Good credit ratings have historically been proven beneficial to any government seeking market access for funding. The implication is that the lower the credit rating the more difficult it would be to attract investors in a country and the higher the interest rate needed to attract funding.
The recently released Moody’s Credit Analysis for the Cayman Islands, as at June 2009, places Cayman’s government foreign currency bond rating, its country ceiling and bank deposit ceiling all at Aa3, and its local currency country and bank ceilings at Aaa and Aa3 respectively. All of the above basically means that Cayman’s credit ratings have not changed and remain stable.In its credit analysis of the Cayman Islands, Moody’s state that the stable rating is a reflection of the jurisdiction’s ability to keep its macro-economic fundamentals solid despite further indebtedness associated with what it notes is an “ambitious capital expenditure programme over the next few years.”

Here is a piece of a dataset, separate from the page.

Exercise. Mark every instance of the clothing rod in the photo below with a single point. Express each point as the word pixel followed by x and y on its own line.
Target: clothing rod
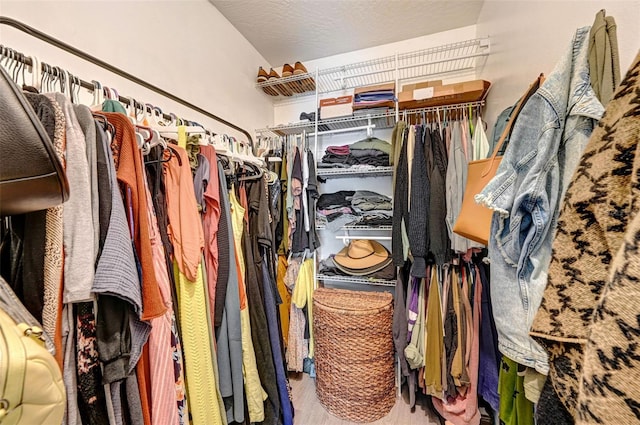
pixel 457 106
pixel 343 130
pixel 4 20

The analysis also highlights the factors that prevent upward movement in the rating for Cayman, including its “vulnerability to hurricanes, limited fiscal flexibility given a narrow revenue base that excludes direct taxation, and dependence on exogenous sources of growth.”

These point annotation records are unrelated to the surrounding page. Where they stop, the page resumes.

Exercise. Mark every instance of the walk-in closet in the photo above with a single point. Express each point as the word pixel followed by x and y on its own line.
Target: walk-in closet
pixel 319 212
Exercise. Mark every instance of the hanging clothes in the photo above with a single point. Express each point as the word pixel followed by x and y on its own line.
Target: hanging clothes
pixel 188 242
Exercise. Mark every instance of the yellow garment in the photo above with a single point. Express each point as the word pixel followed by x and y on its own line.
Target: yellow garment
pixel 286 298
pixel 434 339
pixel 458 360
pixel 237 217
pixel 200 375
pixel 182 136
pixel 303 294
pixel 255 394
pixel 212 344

The report also warned that Moody’s is closely monitoring “significant negative structural changes in the Cayman Islands’ main sources of growth, tourism and offshore financial services, coupled with steady erosion of public finances” which, they say, could result in “negative rating actions”.Reaction to the stable continuation of ratings has been positive within the industry, though tempered with caution. Eduardo D’Angelo P. Silva, Vice-Chairman of the Cayman Islands Financial Services Association states: “
The recent Moody’s report on the Cayman Islands reinforces the strength and the resilience of our economy, but also points to the significance of financial sector in maintaining the level of economic growth that Cayman has had in the last decades. Securing the competitiveness and stability of the financial industry is crucial for the long term prosperity of our country.” Former Cayman Islands Monetary Authority Chairman, Timothy Ridley offers further insight: “The report is reassuring in the short term in these financially troubled times and helps maintain Cayman’s credibility internationally.

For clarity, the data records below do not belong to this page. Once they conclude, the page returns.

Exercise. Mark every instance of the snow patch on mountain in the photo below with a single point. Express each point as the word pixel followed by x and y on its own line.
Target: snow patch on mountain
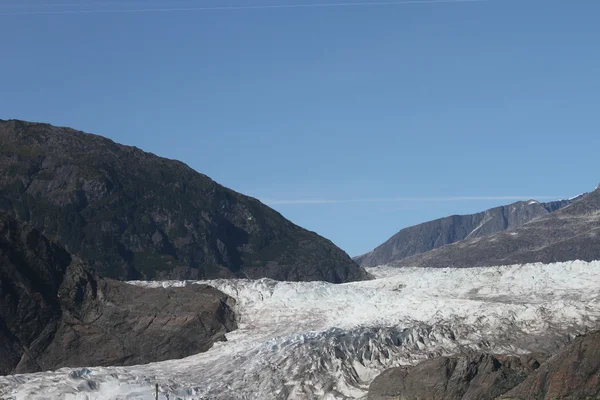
pixel 305 340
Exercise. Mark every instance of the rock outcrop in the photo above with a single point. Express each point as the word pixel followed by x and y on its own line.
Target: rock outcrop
pixel 55 313
pixel 132 215
pixel 571 374
pixel 468 377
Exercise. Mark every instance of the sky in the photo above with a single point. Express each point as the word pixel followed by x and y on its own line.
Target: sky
pixel 352 120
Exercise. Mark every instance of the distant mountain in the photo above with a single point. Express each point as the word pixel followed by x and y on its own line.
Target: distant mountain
pixel 132 215
pixel 570 233
pixel 55 313
pixel 443 231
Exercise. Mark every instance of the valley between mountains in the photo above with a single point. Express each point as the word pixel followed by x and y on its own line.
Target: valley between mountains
pixel 121 270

It should be noted however that the report was prepared before the recent election and thus the numbers reviewed will not be the latest ones presented to the Legislative Assembly recently so it is important to note that the report, while confirming confidence in Cayman’s financial strength and resilience, puts down a clear marker for the future in the insightful comment: “significant negative structural changes in the Cayman Islands main sources of growth… coupled with a steady erosion of public finances could result into negative rating actions.”
These are code words that the Cayman government needs to focus on containing expenses, eliminating wasteful spending and getting the revenue earning tourism and financial services industries moving again.”